A Time to Talk, a Time to Bite One's Tongue Until it Bleeds
for those of you that know me, i have a tendency to speak my mind. to really get sarcastic and short and, dare i say, downright patronizing when someone crosses me or frustrates me or tries to assert some sort of intellectual superiority over me. this is a definite flaw in my personality, and while i could write pages and many blogs about the reasons and causes of my behavior, but the bottom line is that i know better, and that this sort of short, vengeful speech makes for a terrible witness. i have friends that have talked to me about it, and i've started trying to do better, and prayed that God would help me.
so, anyway, i'm taking a class this summer with a dead-head hippie who is working on his twelve steps, and he lacks real mental cohesion or even comprehensive verbal syntax from decades of dropping acid, smoking weed, and drinking himself into oblivion (his words, not mine). listening to him speak is an adventure in the linguistic arts. somehow, this guy has a real beef with me (honestly, he has it with anyone who disagrees with him. i made that mistake the first day of class, and now i'm a target).

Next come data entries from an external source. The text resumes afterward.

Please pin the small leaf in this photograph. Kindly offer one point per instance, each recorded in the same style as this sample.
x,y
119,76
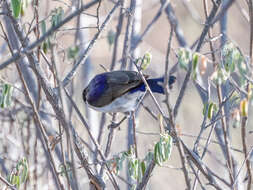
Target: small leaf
x,y
146,60
184,57
16,7
73,52
203,64
43,27
5,99
244,108
143,168
195,61
110,37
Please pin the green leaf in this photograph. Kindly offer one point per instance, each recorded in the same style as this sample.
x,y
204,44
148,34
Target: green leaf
x,y
163,149
43,27
73,52
5,99
16,7
194,65
57,16
146,60
184,57
143,167
110,37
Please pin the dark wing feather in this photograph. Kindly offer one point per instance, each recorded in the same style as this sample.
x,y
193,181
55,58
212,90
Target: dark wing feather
x,y
106,87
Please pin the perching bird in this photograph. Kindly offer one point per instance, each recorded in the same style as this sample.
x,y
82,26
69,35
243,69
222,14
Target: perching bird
x,y
120,91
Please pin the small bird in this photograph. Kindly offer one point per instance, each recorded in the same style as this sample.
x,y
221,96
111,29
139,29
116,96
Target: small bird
x,y
120,91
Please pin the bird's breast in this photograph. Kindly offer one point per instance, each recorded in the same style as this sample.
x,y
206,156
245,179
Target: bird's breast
x,y
125,103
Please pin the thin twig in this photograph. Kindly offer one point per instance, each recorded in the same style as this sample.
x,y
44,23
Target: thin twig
x,y
33,45
84,55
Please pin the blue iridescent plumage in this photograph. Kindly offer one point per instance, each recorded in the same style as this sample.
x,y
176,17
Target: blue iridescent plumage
x,y
119,91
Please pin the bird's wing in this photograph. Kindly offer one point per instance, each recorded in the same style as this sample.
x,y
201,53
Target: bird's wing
x,y
123,81
108,86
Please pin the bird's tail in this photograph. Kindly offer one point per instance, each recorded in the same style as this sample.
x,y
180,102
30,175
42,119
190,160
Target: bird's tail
x,y
156,84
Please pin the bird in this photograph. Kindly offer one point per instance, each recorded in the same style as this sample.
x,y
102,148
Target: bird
x,y
120,91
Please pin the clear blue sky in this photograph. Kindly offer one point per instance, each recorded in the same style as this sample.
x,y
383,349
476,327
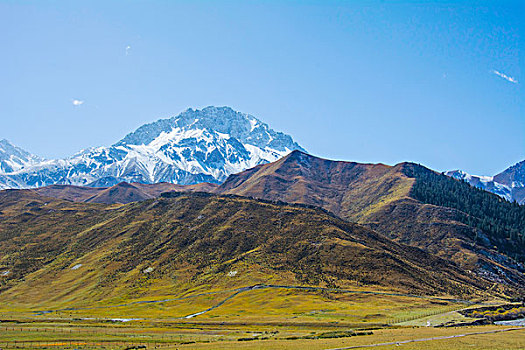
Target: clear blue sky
x,y
352,80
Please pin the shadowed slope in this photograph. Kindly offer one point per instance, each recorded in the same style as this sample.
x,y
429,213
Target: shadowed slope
x,y
56,251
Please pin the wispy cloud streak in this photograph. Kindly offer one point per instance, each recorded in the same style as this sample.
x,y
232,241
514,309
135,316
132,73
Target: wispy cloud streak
x,y
504,76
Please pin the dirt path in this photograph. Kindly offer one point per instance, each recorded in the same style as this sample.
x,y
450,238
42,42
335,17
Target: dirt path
x,y
428,339
246,289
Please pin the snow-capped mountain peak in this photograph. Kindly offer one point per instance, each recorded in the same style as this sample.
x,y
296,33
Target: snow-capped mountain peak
x,y
194,146
508,184
13,158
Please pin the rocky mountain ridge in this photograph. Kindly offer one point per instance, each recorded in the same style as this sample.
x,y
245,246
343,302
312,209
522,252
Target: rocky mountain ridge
x,y
195,146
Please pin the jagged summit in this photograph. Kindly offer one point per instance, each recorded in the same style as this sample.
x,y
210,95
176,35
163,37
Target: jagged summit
x,y
13,158
509,184
224,120
195,146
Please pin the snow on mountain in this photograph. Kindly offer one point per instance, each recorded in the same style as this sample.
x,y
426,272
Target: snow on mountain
x,y
196,146
508,184
14,158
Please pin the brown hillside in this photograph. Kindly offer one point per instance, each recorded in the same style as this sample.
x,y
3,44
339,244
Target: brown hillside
x,y
192,239
377,196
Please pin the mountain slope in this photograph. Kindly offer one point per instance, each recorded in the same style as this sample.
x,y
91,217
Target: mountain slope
x,y
13,158
383,198
119,193
182,240
196,146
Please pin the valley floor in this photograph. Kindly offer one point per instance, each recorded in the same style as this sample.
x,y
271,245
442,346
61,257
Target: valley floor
x,y
205,336
261,318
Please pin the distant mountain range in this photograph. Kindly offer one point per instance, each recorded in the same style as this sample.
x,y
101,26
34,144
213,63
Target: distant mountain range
x,y
509,184
407,203
196,146
193,147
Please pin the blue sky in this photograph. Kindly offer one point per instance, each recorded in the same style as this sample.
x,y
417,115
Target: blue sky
x,y
438,83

this morning, i specifically prayed that God would help me to control my tongue and not snap back at this guy, and that i'd be able to be a witness to others as i turned the other cheek and stayed calm. today, i was put to the test. this guy (his name is Shack), was talking about something, analyzing the social and prison system in indiana compared to some of the surrounding, more liberal states. indiana is not known to be forward thinking or progressive in really any arena, particularly in the realm of criminal justice. when i expressed this position, he went off on me in a bout of verbal diarrhea. i immediately hushed, and let him finish his tirade. the class ended, and Shack promptly fled the room. the rest of the guys in the class thanked me for being a good sport and not escalating the situation, because no one wanted to listen to him yell and scream.
it felt good to not be the blowhard. i might keep this up for a while.